# Am I correct?



## Lendanear (Sep 22, 2012)

Hello. 
My system is 2:1 as in 2 channel and sub. My source Openelec on a Raspberry Pi, analogue out to my amp, a Technics unit, amplifier SU-5A, a 12 Channel SH-E4 graphic eq driving a pair of book shelf speakers SB-F41. oldies but goldies passed down from my mum.
I take a speaker level output and feed it to a stereo low-pass filter crossed 80hz-12db slope. Because i take one channel, the output from my crossover is fed back in to the second crossover channel to give 80hz-24db slope. 
Next in this chain, a Behringer Ultracurve DEQ2496, a 450Wrms BK Electronics amp module and 2x15" Fusion car subs in a manifold doing an IB thing with the adjacent room. 
I watched a Youtube video showing how to Auto EQ and have tweaked the 12 channel Technics eq. I'm happy with its limited control and my Bookshelves sound good.
its my Sub I can't grasp!
I ran Auto eq on it, saw the peaks and troughs and eq'ed it accordingly. It thumps horribly and I'm tempted to use PEQ's to pull the upper bass out.
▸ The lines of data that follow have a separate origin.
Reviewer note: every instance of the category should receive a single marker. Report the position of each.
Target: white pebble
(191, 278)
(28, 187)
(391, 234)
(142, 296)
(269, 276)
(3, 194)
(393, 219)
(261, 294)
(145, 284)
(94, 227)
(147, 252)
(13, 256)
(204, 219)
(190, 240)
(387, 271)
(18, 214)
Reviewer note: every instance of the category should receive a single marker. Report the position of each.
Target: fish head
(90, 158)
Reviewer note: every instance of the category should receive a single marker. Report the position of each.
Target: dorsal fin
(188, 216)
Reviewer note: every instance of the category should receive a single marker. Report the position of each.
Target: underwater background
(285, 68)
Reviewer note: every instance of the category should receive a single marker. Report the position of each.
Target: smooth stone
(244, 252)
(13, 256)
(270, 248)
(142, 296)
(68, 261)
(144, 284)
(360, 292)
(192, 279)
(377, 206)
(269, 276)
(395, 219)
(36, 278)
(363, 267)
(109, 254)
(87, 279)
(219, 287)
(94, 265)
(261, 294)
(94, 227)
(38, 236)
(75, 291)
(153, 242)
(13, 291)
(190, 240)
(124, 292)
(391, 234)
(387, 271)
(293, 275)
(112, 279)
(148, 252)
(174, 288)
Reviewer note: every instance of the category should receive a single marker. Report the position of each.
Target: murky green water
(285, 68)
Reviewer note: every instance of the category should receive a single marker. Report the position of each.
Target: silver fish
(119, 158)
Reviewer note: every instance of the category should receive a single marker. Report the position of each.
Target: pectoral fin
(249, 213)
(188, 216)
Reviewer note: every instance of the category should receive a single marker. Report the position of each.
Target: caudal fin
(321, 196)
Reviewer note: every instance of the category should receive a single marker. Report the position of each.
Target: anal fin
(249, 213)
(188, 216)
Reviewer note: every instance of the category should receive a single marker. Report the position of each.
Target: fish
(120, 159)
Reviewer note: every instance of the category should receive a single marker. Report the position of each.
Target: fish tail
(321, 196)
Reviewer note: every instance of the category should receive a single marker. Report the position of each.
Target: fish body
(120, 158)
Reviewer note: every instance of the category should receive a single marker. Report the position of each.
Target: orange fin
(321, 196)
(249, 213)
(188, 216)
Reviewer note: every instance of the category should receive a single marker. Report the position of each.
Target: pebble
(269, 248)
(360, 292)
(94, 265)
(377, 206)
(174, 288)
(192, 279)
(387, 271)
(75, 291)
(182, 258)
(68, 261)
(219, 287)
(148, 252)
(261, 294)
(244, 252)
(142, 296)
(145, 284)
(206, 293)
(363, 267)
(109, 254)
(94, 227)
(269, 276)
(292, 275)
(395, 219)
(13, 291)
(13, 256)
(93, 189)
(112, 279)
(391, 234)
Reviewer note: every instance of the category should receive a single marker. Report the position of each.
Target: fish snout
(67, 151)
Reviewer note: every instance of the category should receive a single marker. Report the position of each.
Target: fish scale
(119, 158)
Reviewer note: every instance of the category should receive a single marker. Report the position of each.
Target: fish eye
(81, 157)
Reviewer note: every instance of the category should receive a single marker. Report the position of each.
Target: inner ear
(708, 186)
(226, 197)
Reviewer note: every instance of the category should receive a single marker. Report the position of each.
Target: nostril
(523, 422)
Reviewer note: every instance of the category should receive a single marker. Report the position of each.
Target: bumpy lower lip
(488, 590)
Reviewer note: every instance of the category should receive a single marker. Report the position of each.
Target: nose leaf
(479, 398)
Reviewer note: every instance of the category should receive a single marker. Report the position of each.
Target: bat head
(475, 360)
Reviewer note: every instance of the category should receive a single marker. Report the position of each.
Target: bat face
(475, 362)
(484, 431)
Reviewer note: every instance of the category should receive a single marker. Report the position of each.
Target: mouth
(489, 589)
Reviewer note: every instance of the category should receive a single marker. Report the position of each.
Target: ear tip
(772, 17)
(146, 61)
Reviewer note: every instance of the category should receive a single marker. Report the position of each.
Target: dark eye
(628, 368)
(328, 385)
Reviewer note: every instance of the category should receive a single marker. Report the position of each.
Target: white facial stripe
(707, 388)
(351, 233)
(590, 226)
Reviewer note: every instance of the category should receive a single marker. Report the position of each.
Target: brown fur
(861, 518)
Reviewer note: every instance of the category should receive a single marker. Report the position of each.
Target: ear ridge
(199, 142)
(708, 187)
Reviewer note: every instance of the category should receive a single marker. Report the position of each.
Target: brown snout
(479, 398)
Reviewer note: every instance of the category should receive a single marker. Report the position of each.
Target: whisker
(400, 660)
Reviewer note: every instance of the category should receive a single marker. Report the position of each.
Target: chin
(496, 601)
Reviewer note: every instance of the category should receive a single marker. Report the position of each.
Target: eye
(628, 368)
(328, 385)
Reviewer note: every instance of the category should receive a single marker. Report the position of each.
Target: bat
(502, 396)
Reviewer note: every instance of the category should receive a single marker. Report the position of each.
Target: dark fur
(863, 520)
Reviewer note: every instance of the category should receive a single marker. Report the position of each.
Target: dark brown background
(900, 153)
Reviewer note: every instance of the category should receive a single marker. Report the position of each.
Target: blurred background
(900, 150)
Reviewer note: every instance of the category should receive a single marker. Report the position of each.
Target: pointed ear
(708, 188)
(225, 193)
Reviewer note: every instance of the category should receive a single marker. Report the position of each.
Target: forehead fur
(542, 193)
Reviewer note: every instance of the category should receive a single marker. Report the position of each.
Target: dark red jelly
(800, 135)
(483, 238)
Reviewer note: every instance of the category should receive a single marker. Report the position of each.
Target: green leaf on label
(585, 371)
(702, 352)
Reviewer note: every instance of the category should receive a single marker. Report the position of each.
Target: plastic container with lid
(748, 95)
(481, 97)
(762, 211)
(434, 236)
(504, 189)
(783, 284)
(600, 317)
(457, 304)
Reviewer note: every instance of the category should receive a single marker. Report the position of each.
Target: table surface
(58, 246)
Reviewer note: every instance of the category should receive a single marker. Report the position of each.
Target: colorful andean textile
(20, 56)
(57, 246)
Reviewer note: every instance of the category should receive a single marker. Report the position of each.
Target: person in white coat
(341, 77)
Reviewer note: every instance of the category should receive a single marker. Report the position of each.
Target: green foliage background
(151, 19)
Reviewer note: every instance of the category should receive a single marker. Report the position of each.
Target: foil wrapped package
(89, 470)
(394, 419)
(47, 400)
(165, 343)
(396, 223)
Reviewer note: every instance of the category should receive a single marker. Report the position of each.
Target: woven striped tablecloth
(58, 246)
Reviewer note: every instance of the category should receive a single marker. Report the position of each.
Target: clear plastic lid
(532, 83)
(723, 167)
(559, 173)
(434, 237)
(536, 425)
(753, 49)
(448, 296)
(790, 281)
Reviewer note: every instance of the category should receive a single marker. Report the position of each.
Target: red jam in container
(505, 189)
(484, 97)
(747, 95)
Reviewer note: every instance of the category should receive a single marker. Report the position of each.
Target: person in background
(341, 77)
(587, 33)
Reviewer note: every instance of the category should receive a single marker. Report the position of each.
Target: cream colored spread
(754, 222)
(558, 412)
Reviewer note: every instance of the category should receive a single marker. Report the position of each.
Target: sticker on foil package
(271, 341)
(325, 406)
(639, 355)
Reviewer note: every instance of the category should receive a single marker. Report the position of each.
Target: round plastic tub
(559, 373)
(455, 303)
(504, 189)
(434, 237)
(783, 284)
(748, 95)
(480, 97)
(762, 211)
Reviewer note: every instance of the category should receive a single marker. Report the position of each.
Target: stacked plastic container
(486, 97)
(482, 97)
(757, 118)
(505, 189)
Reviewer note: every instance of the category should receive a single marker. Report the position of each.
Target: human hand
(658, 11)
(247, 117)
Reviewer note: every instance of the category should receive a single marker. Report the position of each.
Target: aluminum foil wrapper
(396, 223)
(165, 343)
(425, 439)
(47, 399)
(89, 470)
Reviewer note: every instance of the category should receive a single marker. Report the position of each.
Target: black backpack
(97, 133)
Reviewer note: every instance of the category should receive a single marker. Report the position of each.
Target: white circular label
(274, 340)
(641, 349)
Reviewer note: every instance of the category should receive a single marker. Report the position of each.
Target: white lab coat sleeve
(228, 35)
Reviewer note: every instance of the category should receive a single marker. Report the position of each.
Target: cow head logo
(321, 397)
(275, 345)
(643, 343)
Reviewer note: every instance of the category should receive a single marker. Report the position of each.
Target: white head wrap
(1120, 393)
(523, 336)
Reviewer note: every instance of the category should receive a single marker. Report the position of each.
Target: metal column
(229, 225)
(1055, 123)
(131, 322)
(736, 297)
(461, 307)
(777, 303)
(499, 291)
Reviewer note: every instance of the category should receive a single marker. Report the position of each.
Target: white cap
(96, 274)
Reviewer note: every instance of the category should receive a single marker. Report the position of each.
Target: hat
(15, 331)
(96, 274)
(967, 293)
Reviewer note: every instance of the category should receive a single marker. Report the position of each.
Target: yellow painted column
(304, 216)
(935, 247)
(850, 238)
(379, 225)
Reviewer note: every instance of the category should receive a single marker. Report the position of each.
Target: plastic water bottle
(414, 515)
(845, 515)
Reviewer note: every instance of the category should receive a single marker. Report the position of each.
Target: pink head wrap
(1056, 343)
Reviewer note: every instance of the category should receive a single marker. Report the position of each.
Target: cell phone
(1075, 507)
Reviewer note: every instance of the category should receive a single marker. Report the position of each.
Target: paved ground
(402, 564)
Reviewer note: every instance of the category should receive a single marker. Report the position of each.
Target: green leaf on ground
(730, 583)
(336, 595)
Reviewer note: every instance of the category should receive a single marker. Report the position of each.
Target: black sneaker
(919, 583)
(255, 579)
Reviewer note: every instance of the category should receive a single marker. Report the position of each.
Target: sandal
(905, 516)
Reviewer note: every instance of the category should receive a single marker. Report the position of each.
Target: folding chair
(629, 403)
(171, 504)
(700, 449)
I need to purchase a USB Sound card for my PC and install REW and measure properly.
I am I correct in that you measure the sub via no low-pass. Then apply filters to tame just the peaks, setting PEQ's in the Ultracurve, then plug the low-pass back into the chain, and finnish off with a House-curve where my ears perceive 100hz to sound the same as 30hz by playing test tones and setting a slope on the GEQ to get that?

I understand its good to measure with various mic positions and get an average, not seeing a complete video on You-tube is disheartening, everyone gets you up and running with sub measuring, but no-one sets up a House-curve.


I also have the digital SPL meter from radioshack and ECM8000 omni-mic.


----------



## Wayne A. Pflughaupt (Apr 13, 2006)

Welcome to the Forum, Mike!

It’s best to equalize with the sub’s crossover in place; that way any phase-induced response issues around the crossover frequency can be addressed. You can use boost or cut filters to eliminate peaks and depressions in response; just keep in mind that nulls (deep, narrow depressions) can’t be addressed.

As for the house curve, the slope is best set with REW using a house curve file (based on the 100 and 30 Hz tones you mentioned) to generate a target curve. Then equalize the sub’s response to the target curve. This is best accomplished with parametric filters.

Regards, 
Wayne


----------